PacifiCorp has begun construction on a site near Moab, Utah known as Castle Valley, for an alternative electrochemical energy storage system based on the Vanadium Redox Battery (VRB). The PacifiCorp 250 kW – 2000 kWh unit is the first large-scale commercial user-based application of the technology in North America. Other installations are operational in both South Africa and Japan.

To date, the company’s principal technical consultants, Telepower Australia, have completed the design and specifications for the PacifiCorp project and are now engaged in the on-site assembly of other installation components including the electrolyte storage tanks, balance of system components and the proprietary Vanadium Energy Storage System (VESS). Telepower Australia, together with support personnel from Highveld Steel and Vanadium, that has produced and shipped the required 125,000 litres of electrolyte, and TSI-Eskom, supplier of the power electronics system, will perform the work in Moab, under VRB Power (U.S.) Inc.’s direction.

VRB Power (U.S.) Inc. will also be responsible for the development of other U.S. business opportunities.

“Vanteck is excited to have been selected by PacifiCorp to provide commercially viable, cost effective energy storage solutions,” said Donald Nicholson, President & CEO of Vanteck. “We look forward to a mutually satisfactory working relationship initially focused on providing Moab, Utah with reliable energy services.”

Vanteck offers alternative energy storage solutions that enable energy companies like PacifiCorp to store electricity and maintain a reliable electrical energy service to customers, while deferring the need for new substations.

Nicholson added: “Our technology meets the requirements of the power supply industry for uninterrupted back-up power for ride-through, peak shaving, reliable and quality power.”

PacifiCorp provides electric service to approximately 1.5 million customers in Utah, Wyoming, Oregon, Washington, Idaho and California. With a service area of more than 135,000 square miles, PacifiCorp has one of the most extensive transmission systems in the U.S. PacifiCorp, with approximately $4 billion in sales, is one of the lowest-cost electricity providers in the U.S. and generates about 8,200 megawatts from coal, hydro, gas-fired combustion turbines, geothermal and renewable wind power.

Based in Vancouver, B.C., Vanteck is an alternative electrochemical energy storage company that is commercializing the patented Vanadium Energy Storage System.

The VRB is a new enabling technology that can effectively store electricity on demand. The VRB improves power reliability, power quality and will reduce costs for such applications as load leveling, peak shaving etc., and will provide power suppliers essential Uninterruptible Power Systems (UPS).

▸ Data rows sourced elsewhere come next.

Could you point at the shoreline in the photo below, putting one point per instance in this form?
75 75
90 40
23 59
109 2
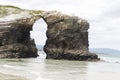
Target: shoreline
11 77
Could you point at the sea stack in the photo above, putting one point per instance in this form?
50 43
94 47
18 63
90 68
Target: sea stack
67 36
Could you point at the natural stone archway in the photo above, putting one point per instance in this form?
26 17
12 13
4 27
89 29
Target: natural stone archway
67 37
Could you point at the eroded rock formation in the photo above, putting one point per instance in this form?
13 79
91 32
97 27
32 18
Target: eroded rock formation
67 36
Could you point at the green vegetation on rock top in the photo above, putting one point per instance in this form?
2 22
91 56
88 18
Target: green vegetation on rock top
6 10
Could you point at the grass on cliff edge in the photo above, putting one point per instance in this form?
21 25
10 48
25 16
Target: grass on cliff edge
6 10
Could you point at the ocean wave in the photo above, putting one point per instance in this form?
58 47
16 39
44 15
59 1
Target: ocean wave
12 67
110 59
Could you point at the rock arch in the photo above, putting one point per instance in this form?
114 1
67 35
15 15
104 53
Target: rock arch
67 37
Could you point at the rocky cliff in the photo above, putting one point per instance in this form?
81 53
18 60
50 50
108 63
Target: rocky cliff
67 36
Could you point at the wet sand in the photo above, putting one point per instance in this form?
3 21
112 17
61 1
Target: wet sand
10 77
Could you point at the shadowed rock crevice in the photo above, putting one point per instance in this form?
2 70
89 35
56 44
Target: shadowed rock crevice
67 36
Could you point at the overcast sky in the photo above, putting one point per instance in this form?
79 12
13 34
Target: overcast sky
103 16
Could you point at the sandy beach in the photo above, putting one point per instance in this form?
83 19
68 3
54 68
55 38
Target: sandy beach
10 77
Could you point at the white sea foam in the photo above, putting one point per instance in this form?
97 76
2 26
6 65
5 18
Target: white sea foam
12 67
110 59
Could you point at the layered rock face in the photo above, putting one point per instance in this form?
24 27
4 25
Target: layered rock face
67 36
15 41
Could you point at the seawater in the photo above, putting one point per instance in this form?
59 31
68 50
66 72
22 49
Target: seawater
42 69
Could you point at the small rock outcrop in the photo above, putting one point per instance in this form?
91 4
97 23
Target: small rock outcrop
67 36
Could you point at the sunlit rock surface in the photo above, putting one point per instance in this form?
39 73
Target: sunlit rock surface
67 36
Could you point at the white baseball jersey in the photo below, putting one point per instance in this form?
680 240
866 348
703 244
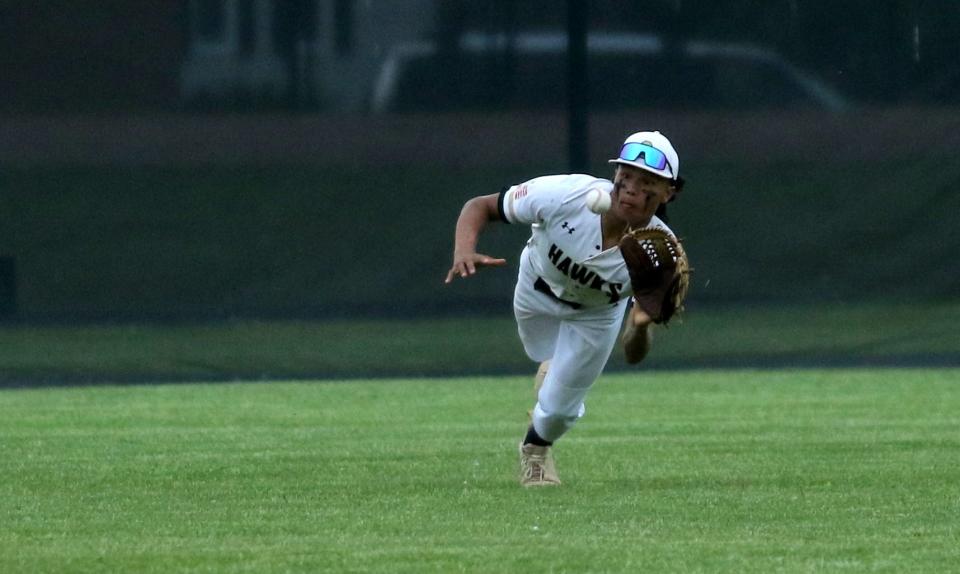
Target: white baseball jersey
577 326
566 245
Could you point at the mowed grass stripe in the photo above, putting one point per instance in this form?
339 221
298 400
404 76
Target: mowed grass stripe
700 471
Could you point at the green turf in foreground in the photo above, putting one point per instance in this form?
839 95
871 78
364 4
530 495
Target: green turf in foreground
705 471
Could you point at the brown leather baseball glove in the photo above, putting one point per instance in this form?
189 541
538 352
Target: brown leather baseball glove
659 271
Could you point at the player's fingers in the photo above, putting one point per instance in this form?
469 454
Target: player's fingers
493 261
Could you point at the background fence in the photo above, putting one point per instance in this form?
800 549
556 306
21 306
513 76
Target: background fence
207 159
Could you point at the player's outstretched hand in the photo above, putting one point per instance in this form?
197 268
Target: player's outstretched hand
466 265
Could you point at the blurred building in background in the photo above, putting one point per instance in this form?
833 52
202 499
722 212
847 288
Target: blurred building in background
179 158
317 55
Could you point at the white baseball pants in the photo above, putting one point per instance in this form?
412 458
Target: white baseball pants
578 342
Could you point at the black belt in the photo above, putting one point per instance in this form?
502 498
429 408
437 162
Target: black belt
541 286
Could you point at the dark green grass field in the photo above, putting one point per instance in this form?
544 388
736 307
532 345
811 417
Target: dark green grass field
847 470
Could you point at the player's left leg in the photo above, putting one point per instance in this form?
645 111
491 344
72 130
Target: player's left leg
584 345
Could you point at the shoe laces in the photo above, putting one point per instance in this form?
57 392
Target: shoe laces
534 465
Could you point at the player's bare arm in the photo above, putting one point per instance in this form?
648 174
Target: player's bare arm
474 216
636 335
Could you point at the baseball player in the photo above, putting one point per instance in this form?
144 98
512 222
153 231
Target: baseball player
574 286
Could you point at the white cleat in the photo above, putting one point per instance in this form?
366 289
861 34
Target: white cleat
537 467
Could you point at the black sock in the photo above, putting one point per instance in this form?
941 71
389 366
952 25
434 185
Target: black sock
533 438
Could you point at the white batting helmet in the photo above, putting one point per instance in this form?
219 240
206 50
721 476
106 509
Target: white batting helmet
651 151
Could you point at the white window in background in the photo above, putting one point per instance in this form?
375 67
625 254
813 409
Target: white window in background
212 26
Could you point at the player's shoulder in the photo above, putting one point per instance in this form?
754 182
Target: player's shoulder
566 187
568 182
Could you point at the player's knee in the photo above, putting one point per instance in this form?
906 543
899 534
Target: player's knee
551 425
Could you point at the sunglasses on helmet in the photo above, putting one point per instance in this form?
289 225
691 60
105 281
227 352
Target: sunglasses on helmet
652 157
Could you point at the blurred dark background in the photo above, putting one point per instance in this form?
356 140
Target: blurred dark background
200 159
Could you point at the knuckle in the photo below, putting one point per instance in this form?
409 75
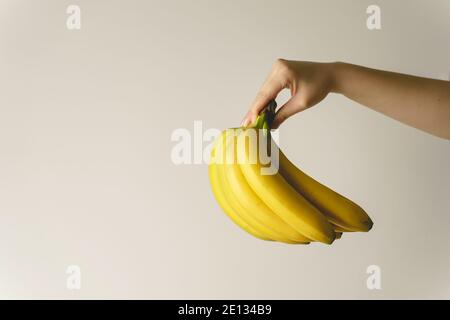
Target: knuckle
281 65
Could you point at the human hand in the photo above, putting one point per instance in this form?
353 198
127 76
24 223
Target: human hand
309 83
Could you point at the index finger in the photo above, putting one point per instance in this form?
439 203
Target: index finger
269 91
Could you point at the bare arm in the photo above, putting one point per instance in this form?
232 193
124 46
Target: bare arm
419 102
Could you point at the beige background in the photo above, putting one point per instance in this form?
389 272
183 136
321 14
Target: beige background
86 176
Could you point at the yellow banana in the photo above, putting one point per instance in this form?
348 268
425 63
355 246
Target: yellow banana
218 191
340 211
250 201
251 217
283 199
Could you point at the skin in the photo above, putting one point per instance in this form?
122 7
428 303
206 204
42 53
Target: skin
419 102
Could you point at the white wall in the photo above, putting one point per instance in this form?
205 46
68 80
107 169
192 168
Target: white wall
86 176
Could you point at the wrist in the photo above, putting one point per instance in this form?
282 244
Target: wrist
336 76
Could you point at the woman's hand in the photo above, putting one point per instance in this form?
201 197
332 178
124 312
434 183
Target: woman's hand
309 83
419 102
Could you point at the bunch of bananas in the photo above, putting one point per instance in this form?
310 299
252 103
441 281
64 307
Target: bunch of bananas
288 206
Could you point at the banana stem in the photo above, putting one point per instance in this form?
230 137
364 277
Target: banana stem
265 118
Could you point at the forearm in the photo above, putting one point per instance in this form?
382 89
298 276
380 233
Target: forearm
419 102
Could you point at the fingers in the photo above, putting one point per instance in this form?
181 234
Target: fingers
290 108
276 82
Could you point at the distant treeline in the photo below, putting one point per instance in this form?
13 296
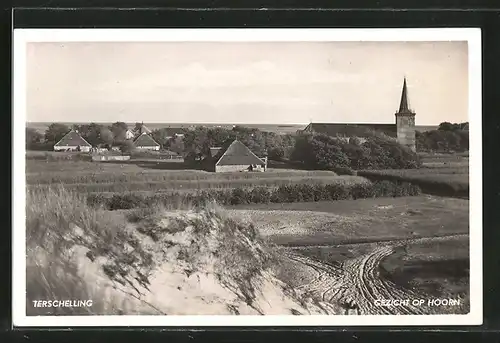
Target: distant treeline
449 137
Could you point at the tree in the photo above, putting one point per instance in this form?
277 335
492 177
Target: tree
176 144
119 130
334 153
127 146
33 137
55 132
447 126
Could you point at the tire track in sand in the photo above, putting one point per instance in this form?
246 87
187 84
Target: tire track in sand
356 283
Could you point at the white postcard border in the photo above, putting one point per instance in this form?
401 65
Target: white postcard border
22 36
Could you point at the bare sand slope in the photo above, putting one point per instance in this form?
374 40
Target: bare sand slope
188 264
357 283
360 236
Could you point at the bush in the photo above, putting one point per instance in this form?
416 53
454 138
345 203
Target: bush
344 156
261 195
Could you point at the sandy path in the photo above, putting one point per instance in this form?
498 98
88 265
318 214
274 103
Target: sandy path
356 283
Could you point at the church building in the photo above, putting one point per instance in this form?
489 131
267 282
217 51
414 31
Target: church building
403 129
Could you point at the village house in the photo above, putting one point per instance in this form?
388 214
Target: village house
403 130
140 130
72 141
146 142
236 158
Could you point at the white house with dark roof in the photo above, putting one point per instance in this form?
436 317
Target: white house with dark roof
236 158
146 142
72 141
129 134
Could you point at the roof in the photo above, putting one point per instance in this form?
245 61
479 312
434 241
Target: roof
238 154
360 129
72 138
142 129
214 151
145 140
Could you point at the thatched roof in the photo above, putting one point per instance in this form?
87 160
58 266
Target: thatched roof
73 138
238 154
145 140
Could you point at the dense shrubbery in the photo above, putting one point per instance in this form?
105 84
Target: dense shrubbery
442 141
259 195
343 156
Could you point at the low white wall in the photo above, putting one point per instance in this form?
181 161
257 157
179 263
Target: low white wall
71 148
110 158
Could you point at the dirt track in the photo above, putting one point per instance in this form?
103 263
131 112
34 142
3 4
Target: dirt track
356 283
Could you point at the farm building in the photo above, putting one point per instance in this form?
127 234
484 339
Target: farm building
403 129
129 134
237 157
72 141
146 142
140 130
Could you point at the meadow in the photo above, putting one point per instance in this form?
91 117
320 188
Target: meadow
440 174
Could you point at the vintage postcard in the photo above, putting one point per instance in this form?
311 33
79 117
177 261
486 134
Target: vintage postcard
260 177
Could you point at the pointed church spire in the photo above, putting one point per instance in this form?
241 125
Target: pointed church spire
404 106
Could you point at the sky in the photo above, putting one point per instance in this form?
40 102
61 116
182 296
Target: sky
250 82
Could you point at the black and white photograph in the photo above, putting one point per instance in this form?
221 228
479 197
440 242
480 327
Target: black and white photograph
247 177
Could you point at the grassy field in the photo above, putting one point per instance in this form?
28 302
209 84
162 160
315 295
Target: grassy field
440 174
91 177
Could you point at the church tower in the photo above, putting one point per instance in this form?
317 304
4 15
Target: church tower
405 121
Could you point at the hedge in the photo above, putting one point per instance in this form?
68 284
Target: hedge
260 195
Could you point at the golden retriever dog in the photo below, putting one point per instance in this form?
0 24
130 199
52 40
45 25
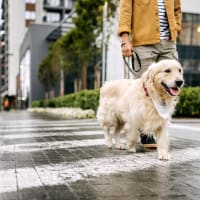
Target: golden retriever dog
141 105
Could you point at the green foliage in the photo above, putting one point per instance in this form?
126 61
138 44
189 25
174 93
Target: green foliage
85 99
189 103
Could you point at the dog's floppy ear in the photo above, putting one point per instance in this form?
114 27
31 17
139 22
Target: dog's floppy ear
146 76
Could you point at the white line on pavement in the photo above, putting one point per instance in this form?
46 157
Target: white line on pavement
65 173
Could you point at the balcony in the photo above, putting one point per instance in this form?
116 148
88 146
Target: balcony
50 5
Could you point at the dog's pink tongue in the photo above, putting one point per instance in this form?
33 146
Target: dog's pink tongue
174 91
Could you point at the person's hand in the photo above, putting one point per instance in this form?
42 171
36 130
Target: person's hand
127 49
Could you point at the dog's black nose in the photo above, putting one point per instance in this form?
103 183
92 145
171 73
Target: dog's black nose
179 83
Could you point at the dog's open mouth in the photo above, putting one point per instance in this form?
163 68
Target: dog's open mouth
173 91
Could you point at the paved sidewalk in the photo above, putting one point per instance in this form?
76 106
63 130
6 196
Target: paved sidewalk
48 159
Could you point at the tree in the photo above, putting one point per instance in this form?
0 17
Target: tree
74 52
48 74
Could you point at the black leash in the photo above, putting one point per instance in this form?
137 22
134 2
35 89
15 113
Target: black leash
133 69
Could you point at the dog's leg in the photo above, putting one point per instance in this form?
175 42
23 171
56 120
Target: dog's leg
131 137
108 137
118 144
163 144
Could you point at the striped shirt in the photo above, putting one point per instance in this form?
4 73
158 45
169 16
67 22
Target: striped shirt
164 25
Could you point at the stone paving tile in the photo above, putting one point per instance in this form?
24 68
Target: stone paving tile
45 159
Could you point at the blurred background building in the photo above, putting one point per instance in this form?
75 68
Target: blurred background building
18 75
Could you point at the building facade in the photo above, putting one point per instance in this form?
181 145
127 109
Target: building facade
188 45
17 16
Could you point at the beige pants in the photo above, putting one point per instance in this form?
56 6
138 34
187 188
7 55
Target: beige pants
152 53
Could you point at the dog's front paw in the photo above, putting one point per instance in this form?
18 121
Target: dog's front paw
120 146
163 156
132 150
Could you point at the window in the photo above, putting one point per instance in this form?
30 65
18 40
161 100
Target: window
53 2
30 15
52 17
30 1
68 4
190 34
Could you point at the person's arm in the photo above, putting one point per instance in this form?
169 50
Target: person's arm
178 14
124 26
126 45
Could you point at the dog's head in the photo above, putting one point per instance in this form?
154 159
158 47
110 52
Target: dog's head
165 76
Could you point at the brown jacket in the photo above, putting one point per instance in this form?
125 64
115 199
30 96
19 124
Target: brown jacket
145 28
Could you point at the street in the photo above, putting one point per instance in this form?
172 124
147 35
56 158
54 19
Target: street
43 158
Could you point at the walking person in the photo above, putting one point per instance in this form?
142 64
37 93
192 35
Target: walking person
149 28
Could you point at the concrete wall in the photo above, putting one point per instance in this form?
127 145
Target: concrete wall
35 40
16 29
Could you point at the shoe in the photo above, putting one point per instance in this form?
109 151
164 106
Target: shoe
148 141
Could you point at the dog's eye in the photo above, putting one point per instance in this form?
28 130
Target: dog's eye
167 70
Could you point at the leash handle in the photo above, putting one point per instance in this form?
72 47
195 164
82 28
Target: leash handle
133 69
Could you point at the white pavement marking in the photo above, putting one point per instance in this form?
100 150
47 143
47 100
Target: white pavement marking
65 173
50 134
184 127
41 146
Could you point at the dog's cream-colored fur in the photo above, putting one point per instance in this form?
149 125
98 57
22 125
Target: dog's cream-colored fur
131 105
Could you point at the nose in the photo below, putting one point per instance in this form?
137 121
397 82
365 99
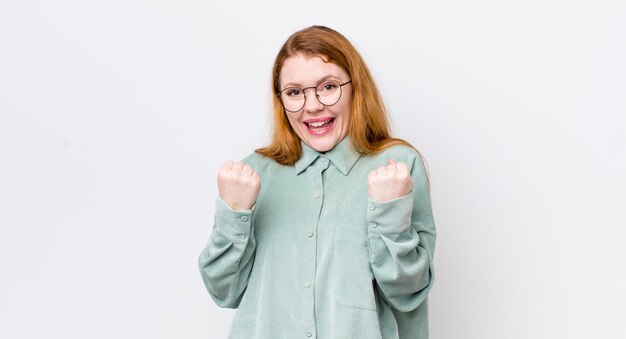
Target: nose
311 103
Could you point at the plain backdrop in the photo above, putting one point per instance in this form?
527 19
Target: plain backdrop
116 115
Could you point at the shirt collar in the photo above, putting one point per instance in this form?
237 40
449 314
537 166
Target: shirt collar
343 156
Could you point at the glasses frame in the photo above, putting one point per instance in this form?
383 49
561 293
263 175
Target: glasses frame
317 96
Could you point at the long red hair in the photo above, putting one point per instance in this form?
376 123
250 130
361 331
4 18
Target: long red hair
369 125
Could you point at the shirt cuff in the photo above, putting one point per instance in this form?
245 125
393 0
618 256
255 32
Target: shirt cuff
235 225
393 216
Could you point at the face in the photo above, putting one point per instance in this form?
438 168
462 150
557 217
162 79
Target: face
308 71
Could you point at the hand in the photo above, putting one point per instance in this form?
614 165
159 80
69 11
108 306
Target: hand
389 182
238 185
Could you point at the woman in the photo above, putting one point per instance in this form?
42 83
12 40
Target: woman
328 231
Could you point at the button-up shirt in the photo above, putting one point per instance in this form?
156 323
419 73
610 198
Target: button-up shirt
316 257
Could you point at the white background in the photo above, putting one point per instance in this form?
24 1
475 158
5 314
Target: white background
116 115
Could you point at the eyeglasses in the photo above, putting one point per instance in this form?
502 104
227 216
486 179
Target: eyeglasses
327 93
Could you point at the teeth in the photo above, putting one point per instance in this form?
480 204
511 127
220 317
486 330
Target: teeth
319 123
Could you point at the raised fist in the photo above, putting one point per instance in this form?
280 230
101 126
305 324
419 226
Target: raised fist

The application of the VRB technology is particularly well suited to stationary power sources such as power stations, telecommunication operations and alternative energy generators, including wind farms. The VRB technology is characterized by low ecological impact. It uses conducting plastic electrodes and contains no heavy metals unlike most other conventional energy storage systems that rely on toxic substances such as lead, zinc or cadmium.

The unit, known as the VRB-VESS, can also be designed to be mobile, so it can be relocated to another site as needed in the future.